News
Singapore news site The Middle Ground closes down after running on just $3,000 a month
October 28, 2017 8:30
by
Eleanor Dickinson
0
Independent Singapore news website The Middle Ground is to cease publication within the next three months after struggling to attract enough revenue to sustain its operation.
In an article entitled ‘Thank you. But we just can’t go on any more’ posted on TMG, co-founder Daniel Yap said that the website was
unable generate enough “sheer traffic and viral content” that would have made it more “attractive” to advertisers.
Instead, the news site relied largely on $3,000 each month in reader donations – a sum considerably smaller than TMG’s operation costs, which Yap admitted ran into the “tens of thousands”.
TMG was founded in June 2015 by Yap, then the head of creative for Right Hook Communications, and ex-
Straits Times journalist Bertha Henson. The site emerged out of the ashes of the Breakfast Network, another independent news outlet that
closed after declining to get a publishing licence required of it by Singapore’s media regulator.
Speaking to
Mumbrella Asia shortly after TMG’s launch,
Yap said Singapore was a challenging place to be an independent media title, but the founders were not looking to make a profit.
He said: “We don’t publish stuff to make money. We have to make money to keep doing what we feel is our mission, which is serving our readers.”
However, independent news sites like TMG and
The Online Citizen have struggled to sustain themselves in Singapore. Yap himself said: “The subscription model is shot to pieces. No one is willing to pay [for content] anymore. I’m fearful for readers. Who is willing to pay for content?”
One year later, the website
launched a campaign to raise money to sustain its coverage for 2017, but was unable to reach the $15,000 target.
While,
the founders initially vowed to carry on last year, in today’s statement, Yap revealed that the closure had been on the cards for some time. He added that following TMG’s winding up, both he and Henson would return to blogging.
His full statement reads as follows:
“Bertha and I want to thank you for your support for TMG over the last two and a half years. It’s been a great encouragement to know that so many of you have been reading TMG regularly, and have been sharing and interacting with our content.
I want to let you know today that we’ve decided to start the process of winding down our publication. It’s a decision that the TMG team has been dreading for some time, and we wanted to let you know as soon as possible.
We have just over 200 patrons on the platform, contributing about $3,000 each month, and the choices we made meant that we were not as attractive as other platforms when it came to sheer traffic and viral content – the lifeblood of ad campaigns. Unfortunately, the overheads for a solid news editorial team run into the tens of thousands, and TMG wasn’t an operation we could sustain long term, not without departing from the core values that we hold dear.
I’m sorry that we’ve not been able to make this work in this form.

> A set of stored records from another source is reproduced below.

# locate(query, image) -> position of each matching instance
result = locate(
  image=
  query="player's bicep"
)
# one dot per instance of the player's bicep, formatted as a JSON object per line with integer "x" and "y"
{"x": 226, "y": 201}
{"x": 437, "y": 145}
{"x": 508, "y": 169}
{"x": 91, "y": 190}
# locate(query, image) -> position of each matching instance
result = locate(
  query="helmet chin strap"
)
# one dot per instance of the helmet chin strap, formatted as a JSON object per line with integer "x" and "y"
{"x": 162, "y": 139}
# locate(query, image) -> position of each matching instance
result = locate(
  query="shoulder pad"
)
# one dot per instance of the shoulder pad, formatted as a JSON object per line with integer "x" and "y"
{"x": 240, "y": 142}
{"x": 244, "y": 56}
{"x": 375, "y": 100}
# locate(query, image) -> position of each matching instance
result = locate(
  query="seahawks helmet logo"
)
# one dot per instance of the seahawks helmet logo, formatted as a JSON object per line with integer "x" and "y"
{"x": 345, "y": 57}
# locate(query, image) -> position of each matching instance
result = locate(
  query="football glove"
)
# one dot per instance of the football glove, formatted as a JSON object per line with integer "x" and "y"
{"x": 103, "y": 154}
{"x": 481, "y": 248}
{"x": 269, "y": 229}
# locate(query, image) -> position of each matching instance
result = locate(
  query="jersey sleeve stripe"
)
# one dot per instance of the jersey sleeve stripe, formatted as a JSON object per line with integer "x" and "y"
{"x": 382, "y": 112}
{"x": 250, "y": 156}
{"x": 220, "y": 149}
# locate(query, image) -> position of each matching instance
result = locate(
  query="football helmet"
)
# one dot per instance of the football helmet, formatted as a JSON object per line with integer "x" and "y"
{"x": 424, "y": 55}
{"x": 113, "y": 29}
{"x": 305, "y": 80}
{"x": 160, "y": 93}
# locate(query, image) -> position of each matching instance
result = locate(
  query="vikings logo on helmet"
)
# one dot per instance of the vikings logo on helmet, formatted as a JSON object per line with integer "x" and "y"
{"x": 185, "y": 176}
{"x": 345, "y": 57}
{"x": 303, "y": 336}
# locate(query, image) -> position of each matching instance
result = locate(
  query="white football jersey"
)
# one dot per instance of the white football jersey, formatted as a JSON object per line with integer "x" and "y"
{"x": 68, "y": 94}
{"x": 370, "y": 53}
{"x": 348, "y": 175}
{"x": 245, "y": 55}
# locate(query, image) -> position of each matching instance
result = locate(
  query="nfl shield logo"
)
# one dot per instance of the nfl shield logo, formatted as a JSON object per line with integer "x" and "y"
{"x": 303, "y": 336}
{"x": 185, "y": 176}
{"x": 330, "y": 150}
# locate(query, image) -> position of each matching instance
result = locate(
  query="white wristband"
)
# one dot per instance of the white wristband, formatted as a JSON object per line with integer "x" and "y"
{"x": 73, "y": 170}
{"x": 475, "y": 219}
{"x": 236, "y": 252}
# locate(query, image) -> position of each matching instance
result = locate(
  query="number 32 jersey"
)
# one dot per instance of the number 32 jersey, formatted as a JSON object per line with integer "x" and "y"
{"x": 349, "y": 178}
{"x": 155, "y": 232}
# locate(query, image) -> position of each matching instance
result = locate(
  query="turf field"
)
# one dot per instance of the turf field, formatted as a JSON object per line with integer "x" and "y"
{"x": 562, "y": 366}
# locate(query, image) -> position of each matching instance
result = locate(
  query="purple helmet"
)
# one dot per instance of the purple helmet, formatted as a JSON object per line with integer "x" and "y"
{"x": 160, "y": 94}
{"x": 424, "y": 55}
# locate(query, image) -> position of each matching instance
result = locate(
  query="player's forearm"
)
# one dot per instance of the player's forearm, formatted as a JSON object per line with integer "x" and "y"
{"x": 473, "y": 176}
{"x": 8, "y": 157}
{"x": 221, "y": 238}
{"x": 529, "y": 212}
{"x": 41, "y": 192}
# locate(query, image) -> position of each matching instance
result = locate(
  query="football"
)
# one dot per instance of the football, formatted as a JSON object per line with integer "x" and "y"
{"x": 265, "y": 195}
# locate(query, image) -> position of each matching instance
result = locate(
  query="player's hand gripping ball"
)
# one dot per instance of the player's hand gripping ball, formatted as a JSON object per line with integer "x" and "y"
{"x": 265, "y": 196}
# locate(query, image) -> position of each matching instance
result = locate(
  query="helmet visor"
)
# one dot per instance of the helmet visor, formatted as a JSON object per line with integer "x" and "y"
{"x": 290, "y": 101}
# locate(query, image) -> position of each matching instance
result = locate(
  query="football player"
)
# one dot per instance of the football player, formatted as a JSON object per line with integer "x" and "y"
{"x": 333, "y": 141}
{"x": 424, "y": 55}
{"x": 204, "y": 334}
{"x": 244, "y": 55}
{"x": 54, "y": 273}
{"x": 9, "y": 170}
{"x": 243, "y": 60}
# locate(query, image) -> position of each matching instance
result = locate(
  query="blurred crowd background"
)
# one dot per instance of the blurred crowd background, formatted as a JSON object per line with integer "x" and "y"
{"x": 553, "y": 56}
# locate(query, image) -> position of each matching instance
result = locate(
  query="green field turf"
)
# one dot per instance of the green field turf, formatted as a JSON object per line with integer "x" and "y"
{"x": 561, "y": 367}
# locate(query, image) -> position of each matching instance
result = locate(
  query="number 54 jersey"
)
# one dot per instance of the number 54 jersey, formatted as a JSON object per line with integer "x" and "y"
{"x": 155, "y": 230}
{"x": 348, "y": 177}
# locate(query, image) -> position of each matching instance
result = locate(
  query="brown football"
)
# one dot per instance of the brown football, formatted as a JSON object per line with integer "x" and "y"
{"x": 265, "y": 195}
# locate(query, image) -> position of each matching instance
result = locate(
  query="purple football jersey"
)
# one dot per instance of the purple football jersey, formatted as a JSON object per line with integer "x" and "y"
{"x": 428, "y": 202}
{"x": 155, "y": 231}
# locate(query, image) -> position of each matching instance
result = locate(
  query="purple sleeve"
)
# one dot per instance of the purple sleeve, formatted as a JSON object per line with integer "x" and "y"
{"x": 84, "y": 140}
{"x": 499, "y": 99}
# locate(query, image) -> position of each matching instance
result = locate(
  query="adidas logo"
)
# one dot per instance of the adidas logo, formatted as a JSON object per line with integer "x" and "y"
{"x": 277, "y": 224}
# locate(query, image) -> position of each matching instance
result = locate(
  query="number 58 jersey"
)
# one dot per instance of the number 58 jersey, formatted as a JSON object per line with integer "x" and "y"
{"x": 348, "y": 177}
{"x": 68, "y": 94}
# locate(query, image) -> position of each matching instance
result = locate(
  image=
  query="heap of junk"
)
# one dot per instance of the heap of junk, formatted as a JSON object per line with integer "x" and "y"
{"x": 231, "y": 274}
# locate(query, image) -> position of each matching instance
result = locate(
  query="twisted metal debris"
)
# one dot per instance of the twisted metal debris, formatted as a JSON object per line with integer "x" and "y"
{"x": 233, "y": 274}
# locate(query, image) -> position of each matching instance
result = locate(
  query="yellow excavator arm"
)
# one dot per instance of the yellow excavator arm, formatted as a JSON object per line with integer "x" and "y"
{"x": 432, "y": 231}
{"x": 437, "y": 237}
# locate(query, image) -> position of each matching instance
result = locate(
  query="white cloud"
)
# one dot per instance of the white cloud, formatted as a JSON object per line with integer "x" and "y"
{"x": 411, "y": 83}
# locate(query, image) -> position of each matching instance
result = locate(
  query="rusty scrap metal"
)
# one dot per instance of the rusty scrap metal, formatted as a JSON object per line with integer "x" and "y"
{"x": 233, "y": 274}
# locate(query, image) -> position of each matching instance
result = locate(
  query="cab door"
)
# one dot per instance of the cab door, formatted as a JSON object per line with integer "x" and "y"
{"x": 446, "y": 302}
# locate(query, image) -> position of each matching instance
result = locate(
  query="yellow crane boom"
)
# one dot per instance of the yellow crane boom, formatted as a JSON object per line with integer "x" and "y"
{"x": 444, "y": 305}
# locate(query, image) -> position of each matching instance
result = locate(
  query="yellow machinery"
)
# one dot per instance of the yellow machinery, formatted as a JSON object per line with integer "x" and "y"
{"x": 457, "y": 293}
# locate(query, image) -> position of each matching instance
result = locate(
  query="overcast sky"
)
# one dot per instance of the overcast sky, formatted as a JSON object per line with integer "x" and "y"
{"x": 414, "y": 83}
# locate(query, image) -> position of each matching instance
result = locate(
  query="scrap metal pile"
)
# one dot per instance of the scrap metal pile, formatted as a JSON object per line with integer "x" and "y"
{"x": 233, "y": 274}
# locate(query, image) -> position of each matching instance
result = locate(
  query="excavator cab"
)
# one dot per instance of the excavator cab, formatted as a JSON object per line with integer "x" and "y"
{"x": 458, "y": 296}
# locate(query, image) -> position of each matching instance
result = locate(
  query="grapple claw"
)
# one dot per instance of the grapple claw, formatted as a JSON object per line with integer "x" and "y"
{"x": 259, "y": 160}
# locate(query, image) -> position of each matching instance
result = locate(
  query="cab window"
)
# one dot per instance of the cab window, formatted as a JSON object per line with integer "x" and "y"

There are things we could have done better, and in many ways we were too optimistic about the sustainability of this project.
The decision was a difficult one, but it was the only decision that made sense to us.
A great man once said, “You either die a hero, or live long enough to see yourself become the villain”. We think it is better to go out on a good note than to have to change and become something we don’t want to be. Our patrons and the clients who stuck with us are our heroes.
We want to thank them for everything they’ve given to us.
This process of winding down TMG will take between one and three months, because of some of the obligations we have to our clients and suppliers. These will have to be negotiated, but we commit to publishing what we can while we fulfil our obligations. We will cancel our TMG Patreon campaign effective Nov 15, 2017. Bertha and I will be going back to blogging for now.
I hope one day that there will be a way to publish the news in Singapore that puts readers first. The news needs to find a new model. This would mean that readers should pay for what they need and what they want to read. We hope that what we have done at TMG will be an inspiration to those that come after us.”
TMG’s closure follows the
launch of subscription-based New Naratif by Singaporean journalist Kirsten Han, who said she was looking to publish stories that “connect the [South East Asia] region.”